Posted Oct 5, 2010 12:49 UTC (Tue) by sorpigal (subscriber, #36106) [Link]

I'm with you on this. For Free Software it's not so important to control every widget and webapp that the user runs, it's far more important to control (ie, have the source for) the service layer. Today I can install apache on my desktop and serve my own web site from my house. I could do that in 1998, and I did. The problem with today is that most people would rather hand their data and lives over to a 'free' service that will host things for them than run a local web server. What good is a GPL browser running on a GPL OS when the only thing the user does is use twitter, flickr, facebook, pandora and google docs? The user doesn't control his data and it's locked up in non-Free services. I'd sooner see Internet Explorer on Windows connecting to a local AGPL'd service hooked in to a federated system.

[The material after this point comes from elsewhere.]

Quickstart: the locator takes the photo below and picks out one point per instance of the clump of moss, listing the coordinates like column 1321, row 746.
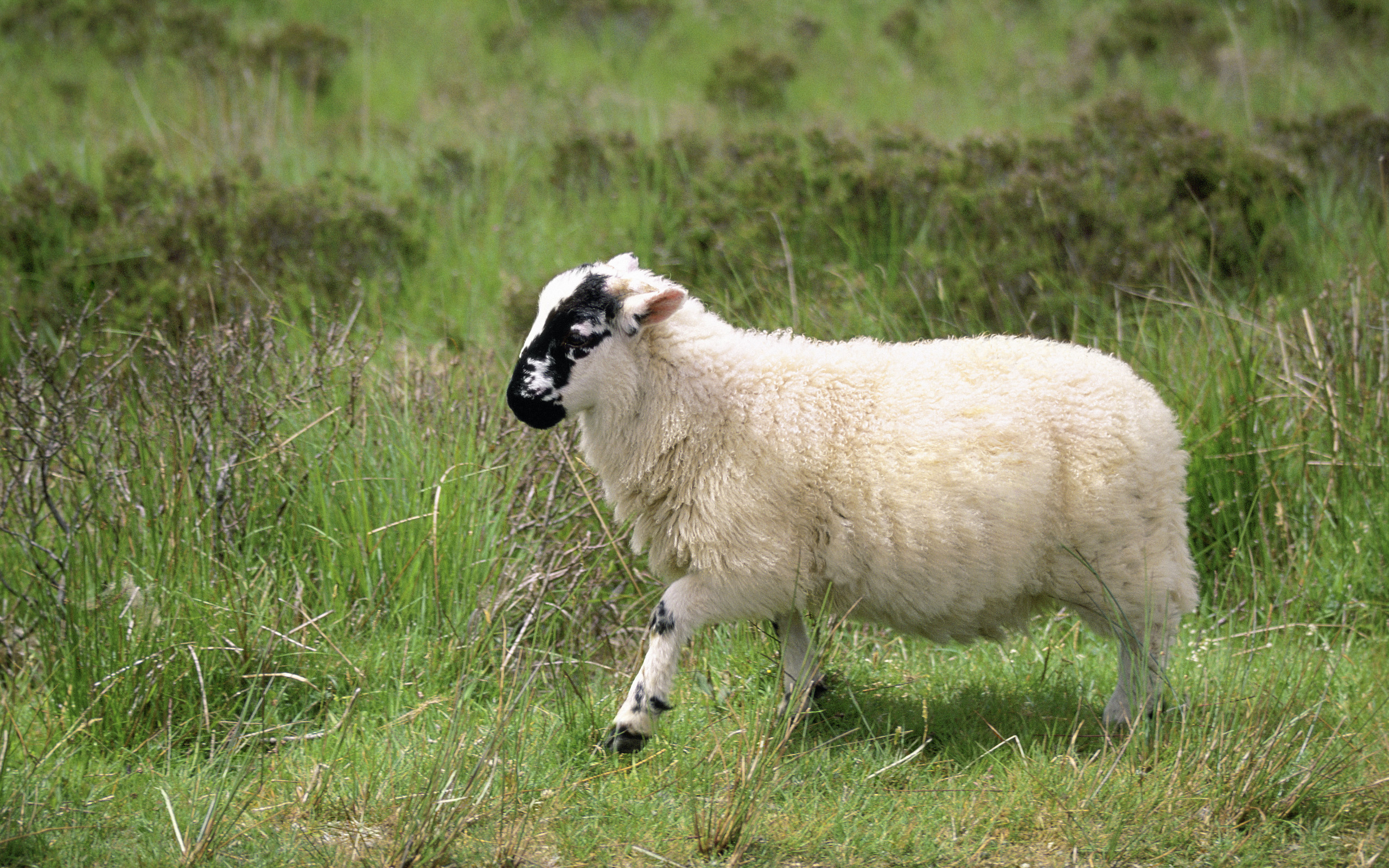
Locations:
column 169, row 249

The thing we need isn't more GPL'd HTML5 widgets but easy to install, easy to set up "cloud" type services that can connect with each other and do useful things that normal people want (and do it without being chained to a centralized corporate master.) If "running Linux" meant simple LAN sharing, like streaming video or audio between boxes and accessing your files from any device, instead of just meaning "my games don't work" then a lot of people would be on board. I know plenty of 20-something's who don't do anything application-wise outside of a web browser and would be perfectly happy with Linux if only it made managing music and photos easier (where "easy" is "no more difficult than filling out a form.") If syncing those up to the internet so friends can get them was easy, too, then that would be a killer feature.